# Introduction

We study the problem of topic modeling in corpora whose documents are organized in a multi-level hierarchy.
We explore a parametric approach to this problem, assuming that the number of topics is known or can be estimated by cross-validation.
The models we consider can be viewed as special (finite-dimensional) instances of hierarchical Dirichlet processes (HDPs).
For details, please read our arXiv report.

# Publication

Do-kyum Kim, Geoffrey M. Voelker and Lawrence K. Saul.

Topic Modeling of Hierarchical Corpora.

Submitted for publication.

[arXiv]

Do-kyum Kim, Geoffrey M. Voelker and Lawrence K. Saul.

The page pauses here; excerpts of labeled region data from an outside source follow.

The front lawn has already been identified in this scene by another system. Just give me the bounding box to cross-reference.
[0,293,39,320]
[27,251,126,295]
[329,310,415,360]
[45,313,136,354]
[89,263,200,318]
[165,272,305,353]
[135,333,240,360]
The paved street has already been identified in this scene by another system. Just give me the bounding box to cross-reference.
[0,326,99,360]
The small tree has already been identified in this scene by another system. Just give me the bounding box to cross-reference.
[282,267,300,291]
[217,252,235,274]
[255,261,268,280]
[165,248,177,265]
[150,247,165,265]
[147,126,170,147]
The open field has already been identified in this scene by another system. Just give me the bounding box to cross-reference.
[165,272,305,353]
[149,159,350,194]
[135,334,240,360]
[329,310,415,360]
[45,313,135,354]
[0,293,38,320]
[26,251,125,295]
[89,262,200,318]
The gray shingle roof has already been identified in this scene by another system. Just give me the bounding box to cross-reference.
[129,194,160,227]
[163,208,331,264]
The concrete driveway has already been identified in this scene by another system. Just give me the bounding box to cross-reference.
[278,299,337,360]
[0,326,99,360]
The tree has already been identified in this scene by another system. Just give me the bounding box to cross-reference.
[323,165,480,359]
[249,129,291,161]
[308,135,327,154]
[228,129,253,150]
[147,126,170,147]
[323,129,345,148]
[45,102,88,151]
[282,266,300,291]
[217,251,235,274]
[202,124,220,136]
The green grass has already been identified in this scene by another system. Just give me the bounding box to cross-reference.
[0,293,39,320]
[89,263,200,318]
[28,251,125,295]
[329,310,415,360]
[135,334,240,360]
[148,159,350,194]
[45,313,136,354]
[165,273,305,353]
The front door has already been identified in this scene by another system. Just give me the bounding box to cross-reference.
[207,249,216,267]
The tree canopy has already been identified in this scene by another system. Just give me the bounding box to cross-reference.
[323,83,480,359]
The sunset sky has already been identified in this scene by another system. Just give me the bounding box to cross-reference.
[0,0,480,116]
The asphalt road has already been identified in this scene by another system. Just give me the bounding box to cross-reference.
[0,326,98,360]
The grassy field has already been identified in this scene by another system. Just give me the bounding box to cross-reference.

A Variational Approximation for Topic Modeling of Hierarchical Corpora.

In Proceedings of the 30th International Conference on Machine Learning (ICML 2013). Atlanta, GA.

[paper]
[supplement]
[bib]

# People

# Source code

You can find our implementation at GitHub .

# Data sets

These are the data sets we used in the paper.

Flat corpora:
[KOS]
[Enron]
[SubsetOfNYTimes]

Hierarchical corpora:
[NIPS]
[Freelancer]
[BlackHatWorld]

# Format of the data sets

The data sets above are represented in the following format.

First, the hierarchies in corpora are described in 'hier_tree_structures.txt'.
The first line of the file has the number of categories including the root node.
Then, each line describes individual category.
These lines are composed as:

[category_id]\t[category_id_of_first_child] [category_id_of_second_child] ... -1\n

and the category id of 0 is reserved for the root node.

Second, for each category, there are attached documents, and this mapping is given in 'category_to_docids.txt'.
Each line is composed as:

[document_id1] [document_id2] ... -1\n

where the document ids are 0-based.
The first line corresponds to the root node (i.e. the category id of 0) and the second line corresponds to the category id of 1 and so on.

Lastly, the document-term matrixes are given in 'document_term_matrix.txt'.
In some data sets, there is only one 'document_term_matrix.txt' that are shared over different folds and splits;
in the others, each fold and split has separate 'document_term_matrix.txt'.
Each of 'document_term_matrix.txt' is composed as:

[# documents]

[# dictinct terms]

[# dictinct terms in the first document]

[term_id1]:[# occurrences]

[term_id2]:[# occurrences]

...

[# dictinct terms in the second document]

[term_id1]:[# occurrences]

...

Note that the term ids are also 0-based.